Its time came in 2015. The “mass of pachysandra and weeds,” as Cohan describes the hill, was tamed with reclaimed granite curbs used as steps in the turf grass plus a two-tiered area of blooming plants and ornamental grasses designed to be viewed from the pool. Cohan terraced the planting with boulders, some that were already on-site and others brought in to match.

The entire garden is designed for a sequence of blooms, starting with bulbs and redbud trees. “The peak bloom is up to the Fourth of July,” Cohan says. “Then it’s grasses and a couple of showier things. The color [including asters] ramps up again in fall” when family members return from their shore home.

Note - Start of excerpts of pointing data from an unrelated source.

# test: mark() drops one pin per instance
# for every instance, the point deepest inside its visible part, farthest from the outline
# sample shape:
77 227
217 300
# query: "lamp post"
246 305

All the while, “my plan is for plants to duke it out with each other, and the strongest survive,” Cohan says. If a plant struggles in a particular spot, she moves in something that’s doing well elsewhere.

The homeowners are on board with that philosophy. “Often when you plant a garden you have to realize that in a year or two, everything grows and changes,” the wife says. “It’s not instant gratification. Sometimes there’s something that should work but the deer or dogs get into it. I learned patience from our three sons…We’re not perfectionists. Things can be beautiful and not be perfect.”

“Every year we do a little bit more,” Cohan adds. “I never wanted the property to look like it was just done. We wanted it to look like it was done over time.

“And now it has been done over time, over about five years,” she says with a laugh.

Freelance writer Mary Vinnedge, an avid gardener, is a big fan of Susan Cohan’s sense of humor and practical approach to landscape design.